ポルシェのスポーツカーといえば、今でこそミッドシップのボクスターとケイマン、RRの911を思い浮かべますが、かつてはポルシェ自身、911に限界を感じ、FRスポーツへ置き換えようという動きもありました。その中でポスト911の本命とされ、特にターボモデルは多くのライバルにとってのベンチマークとなっていたのが、ポルシェ944です。

ポルシェ944 / Photo by Ben

ポスト911となる新型FRスポーツを開発せよ!

944は当初911の後継として、924ターボに続く本命とされていた/ Photo by Thibault Le Mer

「ポルシェ944は、かの名車911の後継として開発された」とはよく言われる話ですが、そこに至るまでの話はそう単純ではありません。

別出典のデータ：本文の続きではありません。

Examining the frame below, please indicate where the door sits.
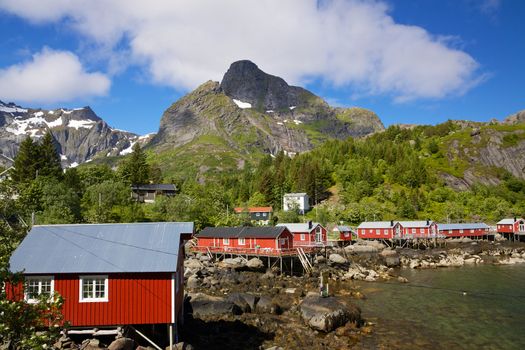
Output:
[315,226,323,243]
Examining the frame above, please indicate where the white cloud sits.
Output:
[0,48,110,103]
[0,0,480,101]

そもそもミッドシップスポーツの「914」をVW(フォルクスワーゲン)との合弁で生産する計画が、VWの体制変更で立ち消えとなるだけでなく、VWタイプ1「ビートル」後継車の開発からも遠ざけられるなど、VWとの関係が冷え込む中、ポルシェも創業社長であるポルシェ一族のフェリー・ポルシェが退陣。

新体制となったポルシェでは、優秀なスポーツカーではあるもののユーザーが限定され、さらに戦前から続くような伝統あるメーカーの車に対してステータス性で劣り、実用性や将来的な発展性にも乏しいと考えられた911や914に、見切りをつけていました。

代わって検討されたのは、大人4人が乗っても快適で実用性が高い、つまり大市場の北米でも十分な競争力を持ち、生産性が高く低コストで収益性を改善できるFRレイアウト、しかもミッションをリアに配置したトランスアクスル方式で重量バランスを適正化した、FRスポーツクーペです。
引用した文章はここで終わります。